Request a map from the Queensland Government. Maps are updated annually.

Protected plants can occur in Category A, B, C, R regulated native vegetation and Category X non-remnant vegetation, even if you have a Property Map of Assessable Vegetation PMAV in place.

Before conducting any vegetation management activities within a trigger area you may require the services of a suitably qualified person to prepare a flora survey and obtain a clearing protected plant permit, unless an exemption applies.


Exemptions on agricultural land include:

  • routine maintenance of existing infrastructure such as roads, fences and buildings or ongoing cropping activity.
  • establishing or maintaining a firebreak or fire management line.
  • clearing complies with accepted development vegetation clearing codes for weeds and encroachment.
  • removal of plants or plant parts to reduce imminent risk of serious injury to persons or imminent risk of damage to buildings.
  • re-clearing within 10 years, where the initial clearing was legally conducted under a protected plant clearing permit issued under the NC Act or following a flora survey.

What EVNT plant species are present?

The protected plant trigger map does not identify the plant species. Information on EVNT plant species can be obtained from using Biomaps or Queensland Globe, with the ‘WildNet’ layer turned on.
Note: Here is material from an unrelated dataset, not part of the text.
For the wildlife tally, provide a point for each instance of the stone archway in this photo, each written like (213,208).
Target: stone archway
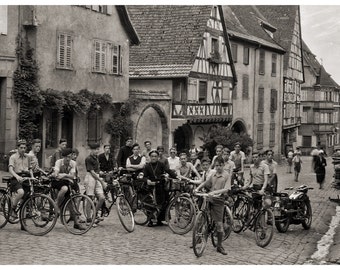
(152,125)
An environmental report, including a ‘conservation significant species list of plants and animals’ for a Lot on Plan location can be obtained from here.

Queensland Government’s WildNet database provides a free web-based search of threatened and near-threatened species within a specified radius of a central coordinate or specified corners of an area of interest.  Reports are available here. Coordinates must be in decimal degrees (example shown on the request form), you can determine these using either Queensland Globe or Google Earth.  Ensure you select ‘native’ and ‘threatened and near-threatened status’ in the list of report data options.  A PDF report will be emailed to you.

To see photos of the EVNT plant species listed in your report, use the Australasian Virtual Herbarium. Contact AgForce if you require further details on how to search these free, online herbarium records to find out what EVNT protected plant species may be present on your property.


Frequently asked questions

What if no exemptions apply and the flora survey finds there are EVNT species present in the area I want to clear?

If the flora survey shows an EVNT species is present, then a clearing permit will be required before clearing can occur. Protected plants clearing permits are issued by the Queensland Department of Environment and Science.

What if your property is not covered by a lime-green dot, but you are aware of the presence of an EVNT species?

If the entire area to be cleared is shown as white on the flora survey trigger map, but you are aware there are critically-endangered, vulnerable or near-threatened plants within the area to be cleared (or clearing would occur within 100m of the EVNT plant), then a clearing permit will be required before clearing can occur.

Can I amend a high-risk area on a flora trigger map?

You can request the Department of Environment and Science amends the trigger map up to a period of ten years if:

  1. a flora survey was conducted by a suitably qualified person within the last 12 months, and
  2. no EVNT plants occur within 100m of the area.

Amending a trigger map is not an authority to clear protected plants in the area.